Here's a company that's gone from hero to zero.

Rumours around of a (much needed?) capital raising to fund phase 3 trial of their tanning hormone Melotan.

From what I can gather, the drug works well, but the real debate is whether it will get to the market.

Other issues include patents running out in 2006.

Does anyone have any thoughts regarding this one?

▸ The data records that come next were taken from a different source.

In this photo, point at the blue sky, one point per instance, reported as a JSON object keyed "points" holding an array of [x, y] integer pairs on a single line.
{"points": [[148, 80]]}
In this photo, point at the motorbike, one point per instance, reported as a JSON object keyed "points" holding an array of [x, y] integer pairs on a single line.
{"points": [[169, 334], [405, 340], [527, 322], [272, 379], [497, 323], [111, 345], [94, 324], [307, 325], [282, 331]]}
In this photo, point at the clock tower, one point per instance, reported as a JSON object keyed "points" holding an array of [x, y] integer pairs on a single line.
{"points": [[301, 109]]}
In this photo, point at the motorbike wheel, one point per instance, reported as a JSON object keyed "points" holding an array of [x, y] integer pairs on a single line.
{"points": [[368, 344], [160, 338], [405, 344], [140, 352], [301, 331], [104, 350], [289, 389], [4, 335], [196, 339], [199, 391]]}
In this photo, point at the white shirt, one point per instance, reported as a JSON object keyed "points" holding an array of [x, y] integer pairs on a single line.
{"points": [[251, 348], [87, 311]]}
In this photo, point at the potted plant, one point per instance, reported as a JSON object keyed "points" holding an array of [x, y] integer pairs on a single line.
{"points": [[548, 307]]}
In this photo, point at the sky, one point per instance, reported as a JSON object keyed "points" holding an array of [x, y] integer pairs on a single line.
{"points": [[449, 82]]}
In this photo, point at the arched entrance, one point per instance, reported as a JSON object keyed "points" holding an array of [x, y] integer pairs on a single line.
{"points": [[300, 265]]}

There is room for MASSIVE upside if it can survive.

opportunity or death warmed up???

Sam


----------



## sam76 (8 June 2005)

*Re: Epitan (EPT)*

correction:  the drug's name is "melanotan" 

apologies...


----------



## Mofra (9 June 2005)

*Re: Epitan (EPT)*

sam,

This isn't the stock by any chance that developed a slow-release capsule system for delivery but had to abandon it because of "extreme nausia"?


----------



## sam76 (9 June 2005)

*Re: Epitan (EPT)*

Hi Mofra,

I haven't done too much reseach on this one myself - only really skimmed over the facts.

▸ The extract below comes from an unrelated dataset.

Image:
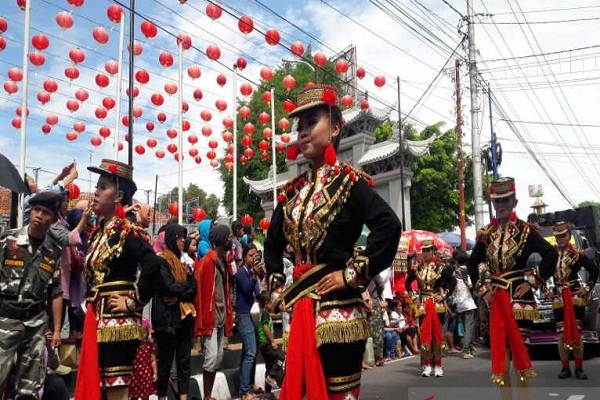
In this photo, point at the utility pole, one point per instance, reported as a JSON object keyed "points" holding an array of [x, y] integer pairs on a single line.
{"points": [[461, 162], [475, 130]]}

I found this on another site. 

Maybe what you are talking about???

I'll keep digging.

The slight nausea feeling and short period of facial flushing that I and others have experienced while taking liquid injections is mild and can be easily countered by taking a pain reliever if one happens to be overly-sensitive. But, this demonstrates a very nice point in Epitan's favor. As a daily delivery product, I suppose many people will experience these side-effects. But, in slow-release form at the now determined levels of concentration, I would venture to say that these side-effects have been eliminated.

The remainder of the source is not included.